Tuesday, July 20, 2010

A Heaven Round the Stars

This is the opening to a novel that I started some years ago: A Heaven Round the Stars

Sunrise

And I am dumb to tell a weather's wind
How time has ticked a heaven round the stars.

And I am dumb to tell the lover's tomb
How at my sheet goes the same crooked worm.

Dylan Thomas, THE FORCE THAT THROUGH THE GREEN FUSE DRIVES THE FLOWER, 18 Poems

The world is very quiet in the hour before dawn. Across the valley floor, a scattering of lights pick out a vague outline of streets, the gossamer night-web of the hamlet that has nestled there for half a thousand years. Soon, the rising from sleep noises of the small community will wake the valley from its own slumber, but for now, the silence is almost complete, only the tiny, snuffling grunts of a female mouse pig in the underbrush breaking its perfection.

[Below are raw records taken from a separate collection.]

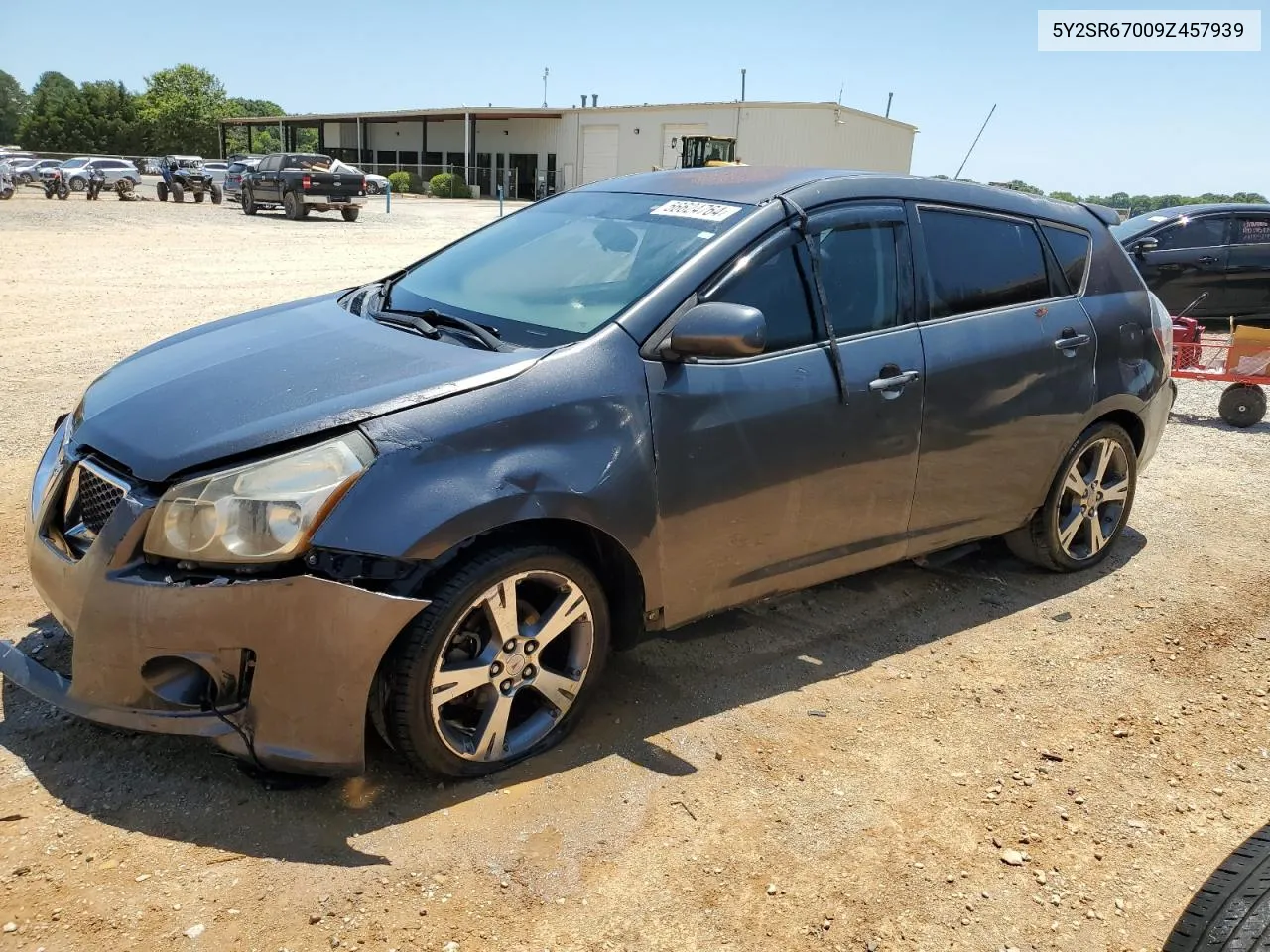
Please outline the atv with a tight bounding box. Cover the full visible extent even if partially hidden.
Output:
[155,155,223,204]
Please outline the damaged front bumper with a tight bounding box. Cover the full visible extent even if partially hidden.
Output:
[0,438,427,775]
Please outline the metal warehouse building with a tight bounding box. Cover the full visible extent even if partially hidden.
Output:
[221,100,917,199]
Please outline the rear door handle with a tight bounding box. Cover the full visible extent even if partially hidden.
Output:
[869,367,922,398]
[1054,334,1093,350]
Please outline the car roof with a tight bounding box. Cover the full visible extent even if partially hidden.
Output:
[575,165,1114,227]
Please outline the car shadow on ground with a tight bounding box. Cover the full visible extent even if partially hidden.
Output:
[1169,410,1270,432]
[0,530,1147,867]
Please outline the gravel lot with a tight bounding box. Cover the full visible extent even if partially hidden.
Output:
[0,179,1270,952]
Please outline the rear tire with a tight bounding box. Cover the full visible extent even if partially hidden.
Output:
[371,545,609,776]
[1163,825,1270,952]
[1216,384,1266,430]
[1004,422,1138,572]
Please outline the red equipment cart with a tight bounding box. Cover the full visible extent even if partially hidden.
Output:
[1172,317,1270,429]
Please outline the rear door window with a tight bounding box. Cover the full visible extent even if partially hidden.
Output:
[1040,225,1091,295]
[918,208,1051,320]
[1230,214,1270,245]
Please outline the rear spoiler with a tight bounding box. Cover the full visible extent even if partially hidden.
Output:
[1080,202,1120,227]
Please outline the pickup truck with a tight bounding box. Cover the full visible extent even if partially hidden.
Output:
[242,153,366,221]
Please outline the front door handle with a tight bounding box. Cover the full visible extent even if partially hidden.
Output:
[869,364,922,400]
[1054,330,1093,353]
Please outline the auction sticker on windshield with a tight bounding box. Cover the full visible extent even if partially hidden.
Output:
[649,202,740,221]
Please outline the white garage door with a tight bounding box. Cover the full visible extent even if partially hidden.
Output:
[662,122,710,169]
[581,126,617,185]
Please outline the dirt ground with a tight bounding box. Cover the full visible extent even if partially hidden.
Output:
[0,190,1270,952]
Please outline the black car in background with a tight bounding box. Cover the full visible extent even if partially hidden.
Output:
[1111,204,1270,320]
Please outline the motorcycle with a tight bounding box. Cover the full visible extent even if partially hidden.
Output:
[45,169,71,202]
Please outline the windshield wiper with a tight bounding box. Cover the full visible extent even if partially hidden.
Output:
[367,311,441,340]
[416,307,514,352]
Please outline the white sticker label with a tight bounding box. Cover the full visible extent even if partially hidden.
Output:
[649,202,740,221]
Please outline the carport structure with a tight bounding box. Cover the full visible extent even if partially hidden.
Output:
[219,107,568,199]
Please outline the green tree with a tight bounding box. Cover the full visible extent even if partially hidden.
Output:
[18,72,90,153]
[140,63,228,155]
[0,69,28,146]
[78,81,146,155]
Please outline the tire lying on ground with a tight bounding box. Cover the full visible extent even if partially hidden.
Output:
[1163,824,1270,952]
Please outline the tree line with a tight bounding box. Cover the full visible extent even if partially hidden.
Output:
[935,176,1266,216]
[0,63,318,156]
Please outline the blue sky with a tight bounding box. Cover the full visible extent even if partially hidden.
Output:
[0,0,1270,194]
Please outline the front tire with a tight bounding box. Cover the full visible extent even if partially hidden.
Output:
[1216,384,1266,430]
[1004,422,1138,572]
[372,545,609,776]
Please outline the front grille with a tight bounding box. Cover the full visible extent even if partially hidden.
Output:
[75,464,123,536]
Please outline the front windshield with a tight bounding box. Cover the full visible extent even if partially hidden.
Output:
[390,191,749,346]
[1111,212,1178,241]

Across the western rim of the valley, down the wide dusty road that is its only link with the outer world, a tall figure comes walking, its stride loose and confident. The mouse pig freezes immediately, but her presence has already been registered; her nature identified; the fact that she is nearing oestrus noted; and the delicate hormonal trail she has left during her night’s quest for food traced and mapped. All this takes a moment, and is not even consciously apprehended. The information is unimportant, except as an indicator that the valley is at peace and normality still reigns, as it has for 500 years.

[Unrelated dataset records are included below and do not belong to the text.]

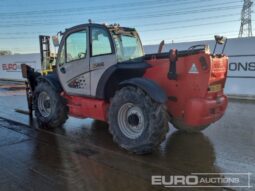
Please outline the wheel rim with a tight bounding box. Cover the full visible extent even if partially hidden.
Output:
[38,92,51,117]
[117,103,145,139]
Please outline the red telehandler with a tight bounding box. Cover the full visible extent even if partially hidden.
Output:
[22,23,228,154]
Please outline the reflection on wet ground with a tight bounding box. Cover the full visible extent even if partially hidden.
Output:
[0,81,255,191]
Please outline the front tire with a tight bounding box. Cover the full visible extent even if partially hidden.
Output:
[108,86,168,154]
[34,82,68,128]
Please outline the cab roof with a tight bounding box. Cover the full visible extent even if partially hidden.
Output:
[65,23,136,32]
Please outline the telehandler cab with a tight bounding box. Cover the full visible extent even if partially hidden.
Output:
[22,23,228,154]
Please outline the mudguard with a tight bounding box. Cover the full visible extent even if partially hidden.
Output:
[120,78,167,103]
[36,73,63,93]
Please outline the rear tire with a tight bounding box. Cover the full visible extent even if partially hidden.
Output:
[34,82,68,128]
[108,86,169,154]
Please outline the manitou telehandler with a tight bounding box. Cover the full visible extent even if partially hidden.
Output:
[22,23,228,154]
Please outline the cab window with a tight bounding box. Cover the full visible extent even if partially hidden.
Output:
[65,30,87,62]
[91,28,112,56]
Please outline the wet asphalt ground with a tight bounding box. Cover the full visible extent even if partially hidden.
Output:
[0,82,255,191]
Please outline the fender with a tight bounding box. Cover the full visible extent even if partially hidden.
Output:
[120,78,167,104]
[36,73,63,93]
[96,62,151,99]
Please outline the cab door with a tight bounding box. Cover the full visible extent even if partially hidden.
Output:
[57,27,91,96]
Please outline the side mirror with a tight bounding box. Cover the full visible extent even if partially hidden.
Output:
[213,35,228,54]
[52,36,59,47]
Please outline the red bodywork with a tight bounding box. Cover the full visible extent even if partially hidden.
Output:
[64,51,228,127]
[144,51,228,127]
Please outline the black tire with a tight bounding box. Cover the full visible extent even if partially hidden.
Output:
[171,120,209,133]
[108,86,169,154]
[34,82,68,128]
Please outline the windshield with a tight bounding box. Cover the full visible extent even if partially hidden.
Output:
[114,34,144,62]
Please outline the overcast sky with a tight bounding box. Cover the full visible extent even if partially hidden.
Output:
[0,0,254,53]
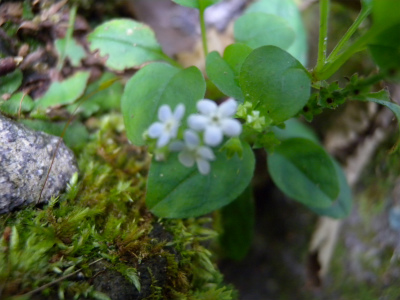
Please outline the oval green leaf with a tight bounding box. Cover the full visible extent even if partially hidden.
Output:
[268,138,339,208]
[206,44,252,102]
[234,12,295,50]
[121,63,206,146]
[245,0,308,66]
[88,19,166,71]
[146,144,255,218]
[239,46,311,124]
[309,159,353,219]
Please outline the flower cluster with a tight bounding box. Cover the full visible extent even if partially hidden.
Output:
[147,99,242,175]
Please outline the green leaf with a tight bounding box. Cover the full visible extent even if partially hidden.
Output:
[20,119,89,149]
[268,138,339,207]
[206,44,252,102]
[245,0,308,66]
[234,12,295,50]
[354,90,400,148]
[240,46,311,124]
[0,69,22,95]
[121,63,206,146]
[36,71,90,108]
[372,0,400,30]
[54,38,86,67]
[172,0,221,9]
[0,92,34,116]
[220,187,255,260]
[309,159,353,219]
[272,119,319,144]
[67,72,123,118]
[88,19,166,71]
[146,144,255,218]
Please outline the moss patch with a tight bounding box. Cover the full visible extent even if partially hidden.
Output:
[0,115,235,300]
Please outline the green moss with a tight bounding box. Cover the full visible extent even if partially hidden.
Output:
[0,114,238,300]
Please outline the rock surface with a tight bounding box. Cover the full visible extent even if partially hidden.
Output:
[0,114,78,214]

Another, shorter shape steps out of the shadow of a nearby beyab tree and holds up its hand in welcome. Neither is surprised – if the presence of a mouse pig was so obvious, the life signs of another Neos are a beacon to those with the eyes to see. The shapes draw near each other, still vague in the dark before dawn.

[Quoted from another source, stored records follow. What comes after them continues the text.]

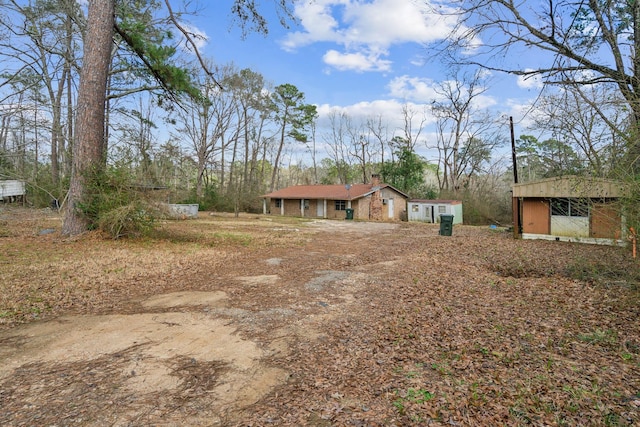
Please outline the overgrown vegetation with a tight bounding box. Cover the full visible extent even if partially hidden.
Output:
[79,168,165,239]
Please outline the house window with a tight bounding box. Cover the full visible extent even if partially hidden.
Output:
[551,198,589,217]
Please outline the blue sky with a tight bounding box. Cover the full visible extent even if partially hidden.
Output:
[184,0,541,162]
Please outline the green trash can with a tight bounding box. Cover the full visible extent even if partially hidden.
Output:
[345,208,353,219]
[440,214,453,236]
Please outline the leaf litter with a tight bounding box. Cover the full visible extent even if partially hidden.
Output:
[0,206,640,426]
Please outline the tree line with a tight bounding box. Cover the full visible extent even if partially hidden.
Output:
[0,0,640,234]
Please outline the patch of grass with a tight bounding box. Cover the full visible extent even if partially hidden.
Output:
[393,388,435,414]
[566,257,640,289]
[578,329,618,345]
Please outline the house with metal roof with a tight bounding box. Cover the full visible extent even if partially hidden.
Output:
[262,175,409,221]
[512,176,626,244]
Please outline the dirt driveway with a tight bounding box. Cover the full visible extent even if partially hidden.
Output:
[0,215,640,426]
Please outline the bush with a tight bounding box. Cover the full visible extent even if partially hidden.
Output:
[78,169,162,239]
[98,200,159,239]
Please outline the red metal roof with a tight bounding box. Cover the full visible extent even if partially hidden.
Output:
[409,199,462,205]
[262,184,404,200]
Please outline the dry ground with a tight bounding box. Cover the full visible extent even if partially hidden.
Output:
[0,206,640,426]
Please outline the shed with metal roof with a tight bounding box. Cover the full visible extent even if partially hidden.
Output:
[512,176,626,244]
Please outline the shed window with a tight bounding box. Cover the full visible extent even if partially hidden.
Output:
[551,198,589,217]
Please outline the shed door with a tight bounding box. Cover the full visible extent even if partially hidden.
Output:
[522,199,551,234]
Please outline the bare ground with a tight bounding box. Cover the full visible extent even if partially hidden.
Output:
[0,208,640,426]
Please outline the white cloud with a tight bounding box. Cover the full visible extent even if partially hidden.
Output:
[281,0,455,71]
[387,76,442,103]
[322,49,391,72]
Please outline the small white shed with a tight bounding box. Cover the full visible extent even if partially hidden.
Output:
[407,199,462,224]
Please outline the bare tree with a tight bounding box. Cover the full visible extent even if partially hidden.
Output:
[534,84,628,176]
[432,68,503,191]
[323,110,353,184]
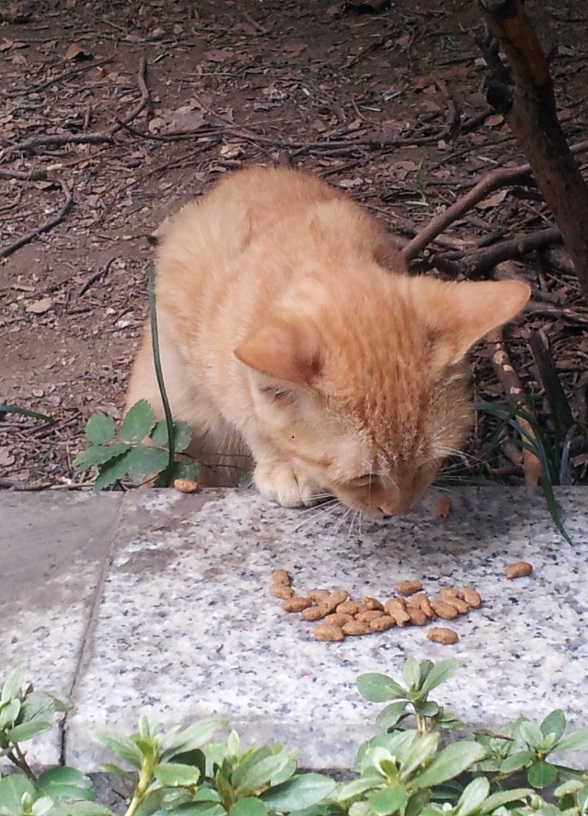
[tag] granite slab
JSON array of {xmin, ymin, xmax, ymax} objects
[
  {"xmin": 66, "ymin": 488, "xmax": 588, "ymax": 770},
  {"xmin": 0, "ymin": 491, "xmax": 123, "ymax": 764}
]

“Well. You took your time.” The voice is ageless and sibilant, as caressing as the night breeze. “Was there trouble this time?”

“No, the plains are peaceful, now the Trader rivalry has been resolved. Peacefully, for once. No intervention was necessary. I walked as far as the Threshold to see what the Shriekers have made of themselves.” This voice is deeper, but shares the other’s sibilant quality. To ordinary human ears, both voices would have sounded like the wind hissing through tall grass. Such ears would not be able to distinguish the words that had just passed in the night.

“And what have the Shriekers made?” There is a touch of impatience now, though this is an old game between these two, and the other will not be rushed.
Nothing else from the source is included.